The renewable energy advocates

In Spain two key groups have emerged as the most active and vocal advocates for renewable energy and the systemic changes needed to bring about its development: independent developers and civil society organizations.

The independent developers' role was a key one. Smaller than traditional utilities, they also differed in that they wanted to use renewable energy — mainly small-scale hydro and wind. To protect and promote their common interest, these firms formed umbrella associations. This allowed them to speak with a unified voice and the content, in many cases, was quite different from what upper management of traditional utilities were saying about renewable energy.

We must also emphasize society's role and that of environmental groups in particular. For the major nationwide environment groups, renewable energies became the chosen alternative for tackling energy-based pollution. Such technologies allowed these groups to reconcile protection of environmental assets with a global and integrated solution and perspective. Importantly, the support and political pressure exerted by environmental and civil society groups in Spain preceded the development of the domestic industry.

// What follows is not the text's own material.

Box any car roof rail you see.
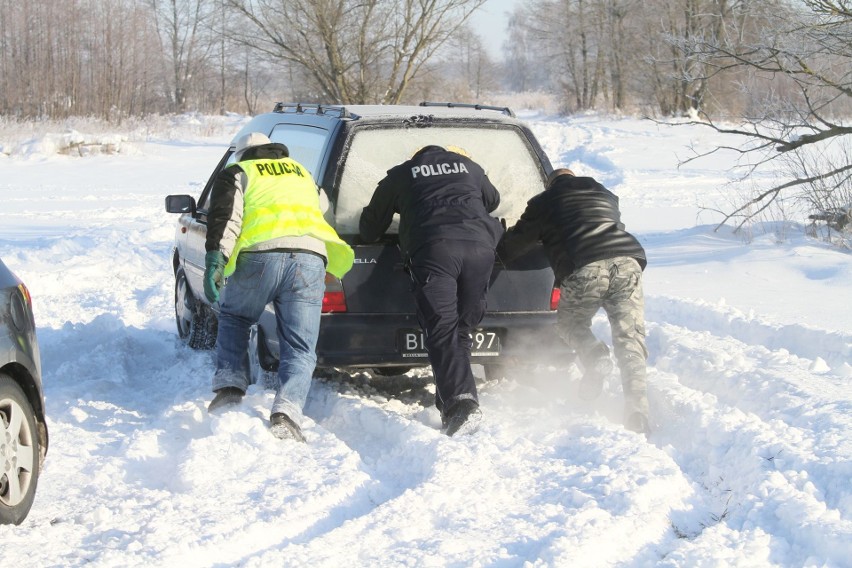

A 1992 agreement to promote wind power provides an example of the pressure that multi-stakeholder coalitions applied to foster Spanish renewable energy development. At a time when the official IDAE objective was 175MW, a coalition comprising a nationwide environmental organization (Asociacion Ecologista de Defensa de la Naturaleza (AEDENAT)), along with two major national unions (Union General de Trabajadores (UGT) and Comisiores Obreras (CCOO)) and the Empresa Nacional de Electricidad SA (a publicly owned national electricity company at that stage) came together and called for a 750MW target. Although the target appeared overly ambitious at the time, their aims were to turn Spain into a leading country in a new environmental field, secure jobs and develop domestic energy security. Most would now consider these objectives achieved, or at least well on the way.

Once the renewable industry became more established in the 1990s, the role of pressure groups evolved. They now fill the following roles: leveraging required increases for renewable programmes and projects, breaking political, policy or systemic deadlocks that emerge, and taking the lead to counter social lobbies against renewable energy.